Exploratory Data Analysis with Feature Engineering of Christiano Ronaldo’s Goals

Pritul Dave :)
7 min readFeb 8, 2022

About Ronaldo:-

Cristiano Ronaldo is a phenomenon. As the super star of football completed another landmark of becoming the first player in the 21st Century to score a staggering 500 goals and became top scorer for a club like Real Madrid, we take a look at the Portuguese’s career and some amazing facts and stats and the life and career of Cristiano Ronaldo.Statistically, Ronaldo has been unreal.
Out of the 502 goals he has scored so far, 334 has come for Real Madrid, 118 for United, 55 for Portugal and 5 for Sporting Lisbon.

His completeness as a footballer player can be seen in the following stats:

Right foot: 328
Left foot:89
Head: 83
Other: 2

Columns in the dataset:-

df = pd.read_csv("yds_data.csv",index_col="Unnamed: 0")
df.columns

Obtaining null values in the dataset

df.isnull().sum()

The dataset contains many missing values and so it is difficult to predict.

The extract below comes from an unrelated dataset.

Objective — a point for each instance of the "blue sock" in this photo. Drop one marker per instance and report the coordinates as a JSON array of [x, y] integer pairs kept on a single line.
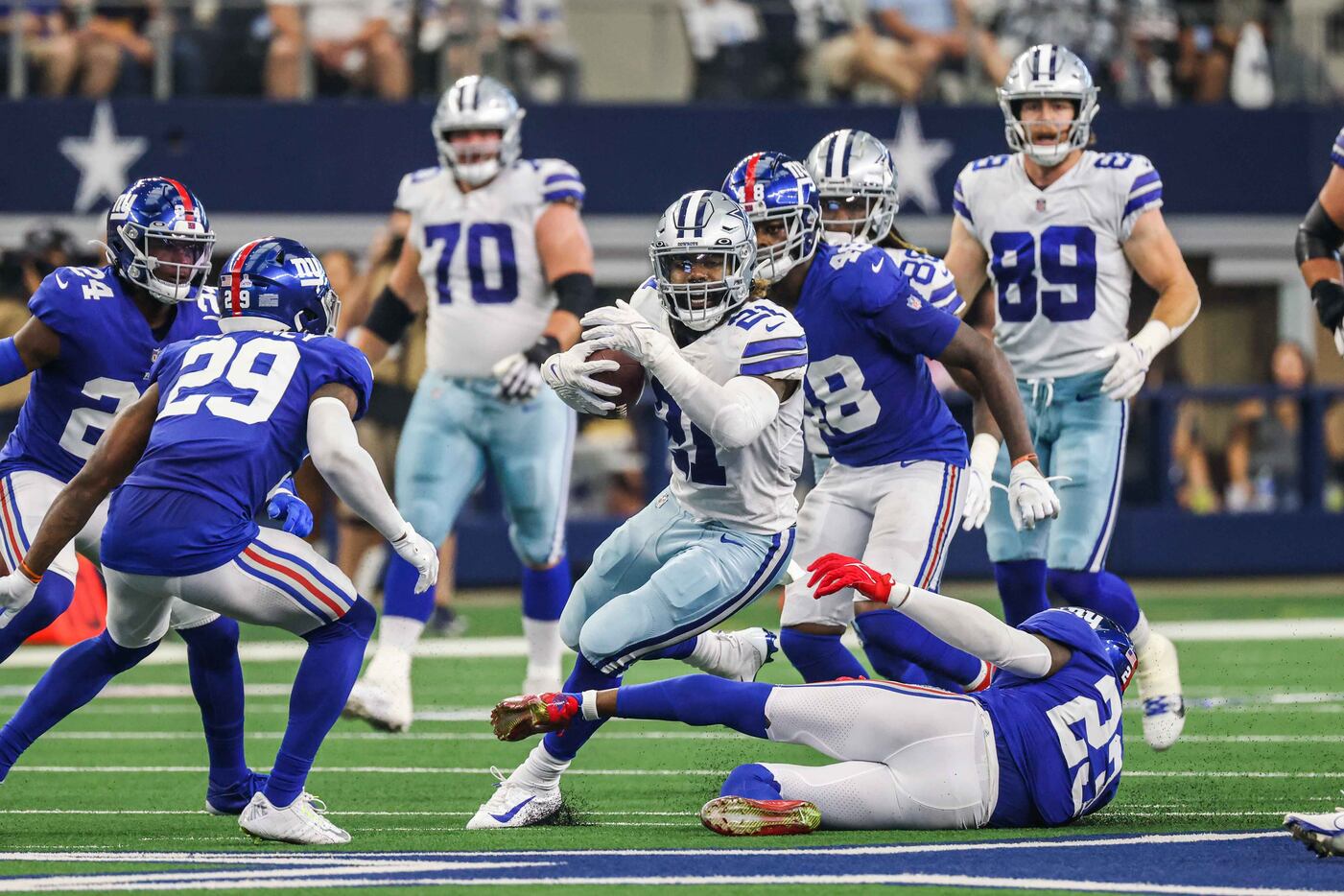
[[679, 650], [545, 591], [1022, 587], [399, 598], [1103, 593], [565, 744], [217, 681], [73, 680], [699, 700], [322, 683], [902, 636], [51, 598], [751, 781], [820, 657]]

Performing the data cleaning:-

Based on expert knowledge and looking at the data. Some of the columns are not important and so we are dropping that columns

df.drop(labels=["match_event_id","knockout_match","shot_id_number","game_season","team_name","date_of_game","match_id","team_id"],axis=1,inplace=True)

For simplicity we are further renaming the columns

df.rename(columns={"home/away":"home_away","lat/lng":"lat_lng","remaining_min.1":"remaining_min_1","power_of_shot.1":"power_of_shot_1","knockout_match.1":"knockout_match_1","remaining_sec.1":"remaining_sec_1","distance_of_shot.1":"distance_of_shot_1"},inplace=True)

Now here the target column is “is_goal”. Removing this column will make data less and hence we are imputing it with the category name “Unknown” and converting into the boolean type

df['is_goal'].fillna(value='Unknown',inplace=True)
df['is_goal'] = df['is_goal'].astype("bool")

Applying pandas profiler and generating the profiler report

profile = pf.ProfileReport(df=df,explorative=True)
profile.to_file(output_file="Profiling_report.html")

Analysis report from pandas profiler:-

  1. Goal shoot x and y location

Conclusion: Most of the goals are from the 0 location and thereafter location 1

2. Area of shot of ronaldo

Most of the shots are in the center location

3. Most of the shots are made from the location of (42.98, -71.44)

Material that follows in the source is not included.